Although not all schools have such explicit behaviour policies, this is a pattern that is being repeated across the nation, with exclusions of autistic children rising by a third over the past year. This is clearly in opposition to legislation designed to support inclusion, such as the Equality Act 2010 and the Children and Families Act 2014. If our government are now signalling that they are willing to flirt with the concept of eugenics in a poorly understood attempt to ‘raise standards’, we are all in great danger.

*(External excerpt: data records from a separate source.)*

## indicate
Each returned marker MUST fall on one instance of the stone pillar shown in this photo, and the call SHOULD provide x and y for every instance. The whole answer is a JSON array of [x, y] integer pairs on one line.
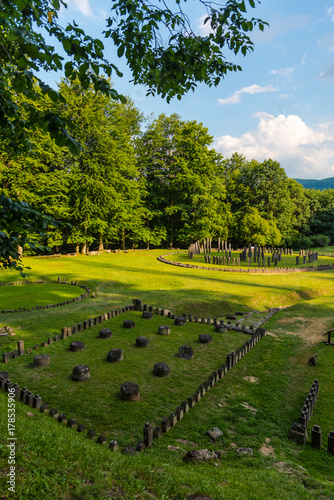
[[148, 434], [165, 424], [330, 444], [20, 347], [316, 437]]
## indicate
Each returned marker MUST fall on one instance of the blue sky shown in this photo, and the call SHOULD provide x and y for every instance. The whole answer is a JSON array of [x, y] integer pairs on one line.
[[280, 106]]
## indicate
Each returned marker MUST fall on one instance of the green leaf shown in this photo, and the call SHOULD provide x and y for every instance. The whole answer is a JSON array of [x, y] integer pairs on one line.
[[120, 50]]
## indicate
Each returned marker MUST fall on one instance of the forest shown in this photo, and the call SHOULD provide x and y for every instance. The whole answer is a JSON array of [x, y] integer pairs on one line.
[[145, 182]]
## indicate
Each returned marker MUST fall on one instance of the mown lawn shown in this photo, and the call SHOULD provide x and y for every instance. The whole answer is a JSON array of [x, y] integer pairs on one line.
[[254, 404]]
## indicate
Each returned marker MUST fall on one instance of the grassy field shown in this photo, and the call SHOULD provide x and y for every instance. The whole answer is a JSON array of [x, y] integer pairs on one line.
[[254, 404], [287, 261]]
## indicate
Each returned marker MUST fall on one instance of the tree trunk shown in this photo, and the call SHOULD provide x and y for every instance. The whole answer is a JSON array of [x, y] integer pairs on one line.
[[123, 239], [84, 248], [101, 242]]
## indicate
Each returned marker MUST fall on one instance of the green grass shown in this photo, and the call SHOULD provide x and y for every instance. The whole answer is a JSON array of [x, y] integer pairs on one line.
[[287, 261], [41, 294], [57, 462]]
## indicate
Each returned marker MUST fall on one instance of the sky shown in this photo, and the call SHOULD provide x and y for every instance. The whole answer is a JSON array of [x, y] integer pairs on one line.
[[279, 106]]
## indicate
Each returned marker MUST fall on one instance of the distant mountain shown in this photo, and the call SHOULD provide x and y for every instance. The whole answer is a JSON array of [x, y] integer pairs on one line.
[[317, 184]]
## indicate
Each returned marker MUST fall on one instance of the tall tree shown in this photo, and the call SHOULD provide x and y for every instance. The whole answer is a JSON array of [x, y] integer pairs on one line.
[[183, 189], [26, 24]]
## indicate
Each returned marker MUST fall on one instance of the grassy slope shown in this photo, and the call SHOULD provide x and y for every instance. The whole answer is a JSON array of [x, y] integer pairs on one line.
[[61, 463]]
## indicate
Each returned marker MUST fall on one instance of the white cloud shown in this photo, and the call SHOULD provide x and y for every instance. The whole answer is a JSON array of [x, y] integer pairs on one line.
[[285, 72], [252, 89], [205, 29], [330, 13], [302, 151], [81, 6], [84, 8]]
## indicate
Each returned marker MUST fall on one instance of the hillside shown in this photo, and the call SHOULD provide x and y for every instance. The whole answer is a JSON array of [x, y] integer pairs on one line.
[[319, 184]]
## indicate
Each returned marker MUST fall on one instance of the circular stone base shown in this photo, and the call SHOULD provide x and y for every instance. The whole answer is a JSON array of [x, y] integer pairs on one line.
[[180, 320], [161, 369], [80, 373], [41, 360], [205, 338], [127, 323], [186, 352], [147, 315], [76, 346], [142, 342], [164, 330], [129, 392], [105, 333], [221, 328], [115, 355]]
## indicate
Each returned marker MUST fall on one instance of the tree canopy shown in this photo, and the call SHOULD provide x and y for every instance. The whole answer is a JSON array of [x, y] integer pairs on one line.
[[168, 65]]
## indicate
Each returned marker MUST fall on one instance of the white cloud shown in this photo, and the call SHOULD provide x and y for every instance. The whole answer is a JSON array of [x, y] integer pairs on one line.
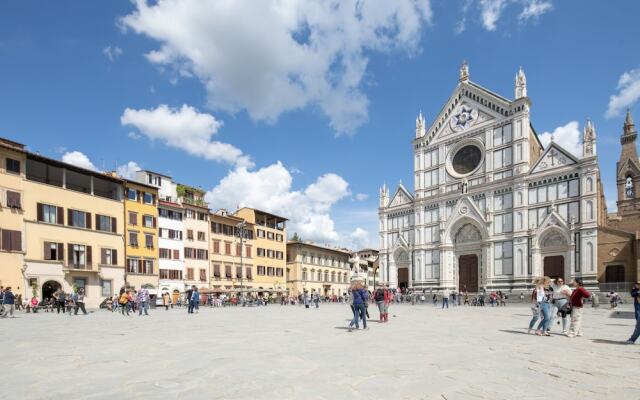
[[359, 238], [491, 11], [534, 9], [282, 55], [112, 52], [128, 170], [78, 159], [270, 189], [185, 129], [628, 93], [567, 136]]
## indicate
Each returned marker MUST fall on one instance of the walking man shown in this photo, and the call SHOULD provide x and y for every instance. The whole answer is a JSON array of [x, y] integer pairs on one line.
[[635, 293], [8, 302], [445, 298], [80, 302], [143, 299]]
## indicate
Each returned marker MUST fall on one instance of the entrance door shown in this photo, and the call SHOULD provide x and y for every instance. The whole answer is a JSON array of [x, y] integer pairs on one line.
[[468, 268], [554, 267], [614, 274], [403, 278]]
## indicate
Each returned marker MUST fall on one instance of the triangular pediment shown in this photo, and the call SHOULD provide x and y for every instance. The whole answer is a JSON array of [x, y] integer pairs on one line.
[[628, 165], [553, 157], [468, 107], [401, 197]]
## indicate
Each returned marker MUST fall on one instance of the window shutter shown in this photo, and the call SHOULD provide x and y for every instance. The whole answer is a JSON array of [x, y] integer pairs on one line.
[[6, 240], [60, 215], [47, 250], [40, 212], [16, 241], [89, 256]]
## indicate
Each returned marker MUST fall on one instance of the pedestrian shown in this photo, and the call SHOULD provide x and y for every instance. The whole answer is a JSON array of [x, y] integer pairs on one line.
[[80, 302], [541, 299], [60, 300], [379, 297], [445, 298], [8, 302], [143, 300], [165, 301], [360, 299], [635, 294], [123, 301], [195, 300], [577, 303], [560, 302]]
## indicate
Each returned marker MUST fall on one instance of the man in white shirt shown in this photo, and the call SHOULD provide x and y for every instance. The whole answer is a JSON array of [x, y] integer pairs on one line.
[[445, 298], [561, 296]]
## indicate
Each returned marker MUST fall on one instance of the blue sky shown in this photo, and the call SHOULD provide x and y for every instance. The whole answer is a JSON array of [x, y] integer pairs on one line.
[[300, 108]]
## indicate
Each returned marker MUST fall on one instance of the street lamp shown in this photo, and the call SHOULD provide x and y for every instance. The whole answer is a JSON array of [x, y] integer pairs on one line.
[[240, 229]]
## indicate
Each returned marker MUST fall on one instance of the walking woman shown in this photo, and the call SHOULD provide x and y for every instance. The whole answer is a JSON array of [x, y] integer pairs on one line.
[[541, 302], [123, 300], [360, 298], [577, 298]]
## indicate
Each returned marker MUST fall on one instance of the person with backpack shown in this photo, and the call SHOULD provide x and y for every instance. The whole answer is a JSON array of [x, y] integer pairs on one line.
[[8, 300], [123, 301], [79, 300], [577, 303], [60, 300]]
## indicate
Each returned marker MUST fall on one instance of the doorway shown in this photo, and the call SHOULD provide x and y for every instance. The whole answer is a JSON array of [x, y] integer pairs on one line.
[[49, 288], [468, 273], [403, 278], [554, 267]]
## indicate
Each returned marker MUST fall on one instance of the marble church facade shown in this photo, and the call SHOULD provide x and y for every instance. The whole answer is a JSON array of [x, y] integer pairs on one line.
[[491, 208]]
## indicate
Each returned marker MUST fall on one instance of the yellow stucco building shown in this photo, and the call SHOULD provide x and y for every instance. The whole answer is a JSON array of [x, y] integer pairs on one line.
[[73, 224], [317, 269], [228, 271], [12, 170], [270, 244], [141, 238]]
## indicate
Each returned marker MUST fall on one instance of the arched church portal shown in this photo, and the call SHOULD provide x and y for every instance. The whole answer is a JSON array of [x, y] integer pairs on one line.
[[402, 260]]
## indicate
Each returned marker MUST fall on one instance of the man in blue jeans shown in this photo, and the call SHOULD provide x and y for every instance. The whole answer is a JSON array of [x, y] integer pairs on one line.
[[445, 298], [635, 293]]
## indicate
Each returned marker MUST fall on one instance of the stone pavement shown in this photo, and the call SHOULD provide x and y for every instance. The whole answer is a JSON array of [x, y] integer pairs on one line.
[[289, 352]]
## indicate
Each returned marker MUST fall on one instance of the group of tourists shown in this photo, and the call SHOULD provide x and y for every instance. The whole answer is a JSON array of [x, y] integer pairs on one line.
[[130, 300], [555, 299]]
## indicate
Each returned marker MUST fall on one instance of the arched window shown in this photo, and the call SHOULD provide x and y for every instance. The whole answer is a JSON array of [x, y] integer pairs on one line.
[[589, 209], [589, 257], [589, 184]]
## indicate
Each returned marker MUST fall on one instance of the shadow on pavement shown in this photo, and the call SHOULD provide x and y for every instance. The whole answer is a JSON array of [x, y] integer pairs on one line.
[[623, 314], [606, 341]]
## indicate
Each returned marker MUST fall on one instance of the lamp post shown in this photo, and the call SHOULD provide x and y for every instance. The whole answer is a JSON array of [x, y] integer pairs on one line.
[[240, 232]]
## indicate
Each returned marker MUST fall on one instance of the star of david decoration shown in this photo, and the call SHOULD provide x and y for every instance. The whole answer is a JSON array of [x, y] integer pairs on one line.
[[465, 117]]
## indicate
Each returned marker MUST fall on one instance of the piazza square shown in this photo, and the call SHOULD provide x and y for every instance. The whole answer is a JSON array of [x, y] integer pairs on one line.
[[424, 352], [320, 199]]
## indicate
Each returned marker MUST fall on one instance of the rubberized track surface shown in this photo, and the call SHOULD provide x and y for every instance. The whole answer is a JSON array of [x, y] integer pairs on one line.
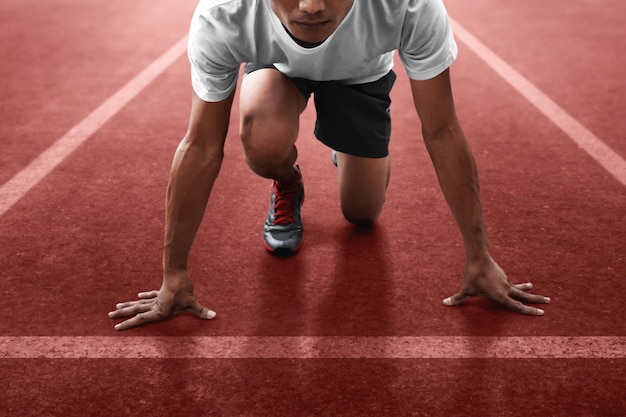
[[352, 325]]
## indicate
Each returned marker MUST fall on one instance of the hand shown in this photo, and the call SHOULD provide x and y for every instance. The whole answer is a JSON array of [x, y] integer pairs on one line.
[[485, 278], [175, 296]]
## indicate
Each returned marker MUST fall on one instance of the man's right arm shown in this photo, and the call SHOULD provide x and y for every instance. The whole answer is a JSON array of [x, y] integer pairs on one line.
[[194, 169]]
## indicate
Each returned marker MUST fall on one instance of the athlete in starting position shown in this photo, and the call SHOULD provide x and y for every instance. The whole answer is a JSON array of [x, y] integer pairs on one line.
[[341, 53]]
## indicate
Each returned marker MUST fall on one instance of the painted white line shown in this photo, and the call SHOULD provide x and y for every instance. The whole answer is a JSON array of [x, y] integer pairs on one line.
[[312, 347], [585, 139], [13, 190]]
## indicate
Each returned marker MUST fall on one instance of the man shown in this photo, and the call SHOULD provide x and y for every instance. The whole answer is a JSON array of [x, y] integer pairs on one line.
[[341, 52]]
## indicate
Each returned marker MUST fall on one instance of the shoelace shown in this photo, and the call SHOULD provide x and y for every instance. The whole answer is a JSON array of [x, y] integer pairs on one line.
[[285, 203]]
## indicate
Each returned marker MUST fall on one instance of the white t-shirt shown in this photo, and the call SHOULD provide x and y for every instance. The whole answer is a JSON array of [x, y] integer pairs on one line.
[[227, 33]]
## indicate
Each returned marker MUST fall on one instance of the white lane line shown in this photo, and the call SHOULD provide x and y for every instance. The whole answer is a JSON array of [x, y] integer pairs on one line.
[[311, 347], [14, 189], [585, 139]]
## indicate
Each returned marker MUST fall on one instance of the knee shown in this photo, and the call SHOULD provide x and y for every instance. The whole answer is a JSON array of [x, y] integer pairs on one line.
[[362, 214], [265, 145]]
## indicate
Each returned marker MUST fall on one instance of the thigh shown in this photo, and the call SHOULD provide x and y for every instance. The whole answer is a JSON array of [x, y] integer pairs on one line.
[[362, 186], [270, 108]]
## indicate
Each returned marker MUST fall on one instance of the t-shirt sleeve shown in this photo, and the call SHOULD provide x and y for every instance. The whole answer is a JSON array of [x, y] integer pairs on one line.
[[214, 70], [427, 46]]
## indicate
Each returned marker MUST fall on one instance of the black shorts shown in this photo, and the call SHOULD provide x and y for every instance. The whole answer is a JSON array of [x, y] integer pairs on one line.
[[351, 118]]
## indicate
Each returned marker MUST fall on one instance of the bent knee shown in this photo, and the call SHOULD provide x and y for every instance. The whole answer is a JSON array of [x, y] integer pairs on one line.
[[362, 215]]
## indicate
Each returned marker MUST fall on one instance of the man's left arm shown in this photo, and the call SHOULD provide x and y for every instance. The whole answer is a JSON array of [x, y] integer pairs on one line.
[[457, 174]]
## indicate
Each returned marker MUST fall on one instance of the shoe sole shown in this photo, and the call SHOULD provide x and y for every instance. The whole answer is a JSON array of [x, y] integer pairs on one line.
[[282, 251]]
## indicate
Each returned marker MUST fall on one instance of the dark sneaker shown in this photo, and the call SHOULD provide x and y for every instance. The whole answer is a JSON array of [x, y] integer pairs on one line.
[[283, 230]]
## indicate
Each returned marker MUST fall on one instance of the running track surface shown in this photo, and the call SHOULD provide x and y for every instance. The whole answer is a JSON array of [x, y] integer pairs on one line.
[[93, 106]]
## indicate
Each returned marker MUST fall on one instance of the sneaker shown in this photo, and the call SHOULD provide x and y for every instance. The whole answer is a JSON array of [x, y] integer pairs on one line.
[[283, 230]]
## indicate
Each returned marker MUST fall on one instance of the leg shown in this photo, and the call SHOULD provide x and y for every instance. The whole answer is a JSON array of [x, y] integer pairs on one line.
[[270, 117], [270, 107], [362, 187]]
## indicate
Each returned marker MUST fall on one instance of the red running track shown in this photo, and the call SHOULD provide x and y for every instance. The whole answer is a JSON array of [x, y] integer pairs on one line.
[[89, 233]]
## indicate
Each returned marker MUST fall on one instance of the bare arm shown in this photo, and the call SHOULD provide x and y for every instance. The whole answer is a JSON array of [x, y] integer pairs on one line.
[[457, 174], [194, 169]]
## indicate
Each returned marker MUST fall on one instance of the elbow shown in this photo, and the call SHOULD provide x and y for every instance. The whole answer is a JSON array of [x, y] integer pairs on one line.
[[447, 130]]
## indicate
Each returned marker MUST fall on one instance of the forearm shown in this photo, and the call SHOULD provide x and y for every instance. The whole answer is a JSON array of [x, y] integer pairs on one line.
[[458, 178], [192, 176]]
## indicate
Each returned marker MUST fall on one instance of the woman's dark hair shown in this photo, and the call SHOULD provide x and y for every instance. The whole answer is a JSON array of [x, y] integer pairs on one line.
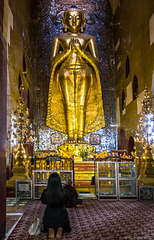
[[55, 191]]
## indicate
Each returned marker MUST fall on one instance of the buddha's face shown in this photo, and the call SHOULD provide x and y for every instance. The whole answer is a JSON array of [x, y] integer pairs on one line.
[[74, 20]]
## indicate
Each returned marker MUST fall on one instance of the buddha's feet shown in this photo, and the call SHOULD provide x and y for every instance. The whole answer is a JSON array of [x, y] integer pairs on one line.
[[71, 140]]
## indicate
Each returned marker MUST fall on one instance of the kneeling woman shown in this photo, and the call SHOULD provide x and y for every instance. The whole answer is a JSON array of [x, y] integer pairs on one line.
[[55, 217]]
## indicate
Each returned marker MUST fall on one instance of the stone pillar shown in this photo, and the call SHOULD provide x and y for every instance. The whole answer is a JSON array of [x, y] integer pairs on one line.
[[3, 85]]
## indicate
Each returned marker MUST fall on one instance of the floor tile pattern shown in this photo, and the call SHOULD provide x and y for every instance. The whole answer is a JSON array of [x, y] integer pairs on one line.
[[98, 220]]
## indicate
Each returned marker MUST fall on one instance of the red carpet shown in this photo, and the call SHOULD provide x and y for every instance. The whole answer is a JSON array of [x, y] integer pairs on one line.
[[98, 220]]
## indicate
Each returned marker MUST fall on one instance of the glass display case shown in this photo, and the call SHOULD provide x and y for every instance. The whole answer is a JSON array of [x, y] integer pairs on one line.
[[40, 179], [115, 180], [127, 180], [105, 180]]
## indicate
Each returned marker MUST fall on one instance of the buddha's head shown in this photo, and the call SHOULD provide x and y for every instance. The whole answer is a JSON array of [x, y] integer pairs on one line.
[[74, 19]]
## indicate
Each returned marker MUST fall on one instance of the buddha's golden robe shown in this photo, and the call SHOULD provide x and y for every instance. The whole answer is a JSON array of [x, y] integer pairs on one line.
[[56, 113]]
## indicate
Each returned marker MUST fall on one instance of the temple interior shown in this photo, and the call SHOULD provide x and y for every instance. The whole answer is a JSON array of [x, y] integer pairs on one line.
[[76, 98]]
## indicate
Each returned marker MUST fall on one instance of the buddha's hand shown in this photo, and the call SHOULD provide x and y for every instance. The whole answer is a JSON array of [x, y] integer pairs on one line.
[[74, 45]]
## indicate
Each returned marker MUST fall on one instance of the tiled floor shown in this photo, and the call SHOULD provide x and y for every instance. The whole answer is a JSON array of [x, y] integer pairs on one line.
[[14, 211]]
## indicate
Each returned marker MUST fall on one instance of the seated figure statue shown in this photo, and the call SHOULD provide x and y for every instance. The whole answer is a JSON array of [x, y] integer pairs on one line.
[[75, 104]]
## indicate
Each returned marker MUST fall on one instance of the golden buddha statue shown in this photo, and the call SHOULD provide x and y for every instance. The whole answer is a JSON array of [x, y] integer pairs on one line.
[[75, 104]]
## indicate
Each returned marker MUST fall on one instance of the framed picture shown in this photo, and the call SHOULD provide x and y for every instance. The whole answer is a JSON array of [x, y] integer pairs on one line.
[[56, 138], [94, 139], [24, 189]]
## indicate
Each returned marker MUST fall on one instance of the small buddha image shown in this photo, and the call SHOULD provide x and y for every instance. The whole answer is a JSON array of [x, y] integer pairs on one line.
[[75, 104]]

As Kenny Fries asks in his article The first victims of the Nazis were disabled: ‘What kind of society do we want to be? Those of us who live with disabilities are at the forefront of the larger discussion of what constitutes a valued life.’ We are already feeling the first gusts of an icy wind blowing along the Westminster corridors of power. In the world famous words of Martin Niemöller:
First they came for the Socialists, and I did not speak out—
Because I was not a Socialist.
Then they came for the Trade Unionists, and I did not speak out—
Because I was not a Trade Unionist.
Then they came for the Jews, and I did not speak out—
Because I was not a Jew.
Then they came for me—and there was no one left to speak for me.
It is time for us all to speak out in support of inclusion, as loudly as we can.